Today is Steel's 10th birthday. We adopted him 2 years ago. He is the best Sibe we've had. I can't believe how well behaved he is considering he was working dog. He had an early birthday dinner last week of lobster. I made him pizza for lunch today.


----------



## Powell (Oct 13, 2006)

Pretty boy! Give him a kiss for me. 

Powell


----------



## Brightelf (Sep 5, 2001)

Ooooohhhh, Steel!!!!!!!







Happy Birthday, handsome Hunka Hunka luuuuuv!! Joanne, he looks truly gorgeous! Are both his eyes blue? What a stunning boy! 10 looks fabuluous on him! You take such great care of your fur-buddies, Joanne! Steel, we wish you the best B day ever!


----------



## TG (Dec 31, 2004)

Happy Birthday, Steel! He is so handsome and has Paul Newman eyes!


----------



## VectorSketcher (Jul 20, 2008)

Oh Happy Birthday Day Steel!

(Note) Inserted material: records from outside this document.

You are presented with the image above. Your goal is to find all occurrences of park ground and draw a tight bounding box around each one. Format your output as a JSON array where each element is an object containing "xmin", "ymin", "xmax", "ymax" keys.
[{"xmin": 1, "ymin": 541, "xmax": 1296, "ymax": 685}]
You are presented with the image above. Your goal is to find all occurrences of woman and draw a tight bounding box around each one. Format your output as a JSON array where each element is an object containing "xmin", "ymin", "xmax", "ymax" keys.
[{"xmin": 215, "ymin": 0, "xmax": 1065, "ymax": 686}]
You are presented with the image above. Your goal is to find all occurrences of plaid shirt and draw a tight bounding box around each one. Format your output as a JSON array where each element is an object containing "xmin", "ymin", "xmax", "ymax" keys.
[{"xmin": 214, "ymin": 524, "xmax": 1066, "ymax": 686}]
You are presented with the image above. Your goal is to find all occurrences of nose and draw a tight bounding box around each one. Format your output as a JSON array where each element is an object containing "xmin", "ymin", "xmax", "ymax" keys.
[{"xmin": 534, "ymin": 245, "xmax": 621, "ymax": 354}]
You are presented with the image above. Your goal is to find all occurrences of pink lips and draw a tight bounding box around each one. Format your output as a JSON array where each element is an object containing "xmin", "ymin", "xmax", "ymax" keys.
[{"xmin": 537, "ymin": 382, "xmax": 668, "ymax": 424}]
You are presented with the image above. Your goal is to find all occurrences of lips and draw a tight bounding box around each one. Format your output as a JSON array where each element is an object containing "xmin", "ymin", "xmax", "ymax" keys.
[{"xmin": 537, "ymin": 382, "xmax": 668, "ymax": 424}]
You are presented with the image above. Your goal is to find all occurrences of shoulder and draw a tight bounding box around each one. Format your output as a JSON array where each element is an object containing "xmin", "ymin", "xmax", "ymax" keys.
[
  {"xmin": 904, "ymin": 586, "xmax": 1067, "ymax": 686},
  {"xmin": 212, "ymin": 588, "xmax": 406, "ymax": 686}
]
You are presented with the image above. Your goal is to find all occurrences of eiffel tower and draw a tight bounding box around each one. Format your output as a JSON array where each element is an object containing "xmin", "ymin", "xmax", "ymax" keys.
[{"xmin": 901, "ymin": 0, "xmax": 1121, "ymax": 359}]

He really is gorgeous!


----------



## SunCzarina (Nov 24, 2000)

Happy birthday, handsome boy.


----------



## BowWowMeow (May 7, 2007)

I







Steel.









And lobster?!?!?!? CAn I come to your house for my birthday?


----------



## Ilovealldogs (Nov 17, 2006)

I hope you get lots of goodies!!!


----------



## LJsMom (Jan 6, 2008)

Steel says thank you for all the compliments!

Patti, yes two beautiful blue eyes.

He got the best birthday gift tonight. I got an email from his original mom! She sent pictures too. I cried because I know she still loves him and it must have been really hard to let him go.


----------



## DancingCavy (Feb 19, 2001)

What a handsome hunk of a Husky. Happy 10th, Steel!


----------



## LisaT (Feb 7, 2005)

Happy Belated Birthday Steel (sorry that I keep spelling your name with an extra *e* too!)


----------



## LJsMom (Jan 6, 2008)

Steel says his Auntie Lisa can put as many "e"s in his name as she wants!


----------



## natalie559 (Feb 4, 2005)




----------



## LisaT (Feb 7, 2005)

For Steeeeeleeee


----------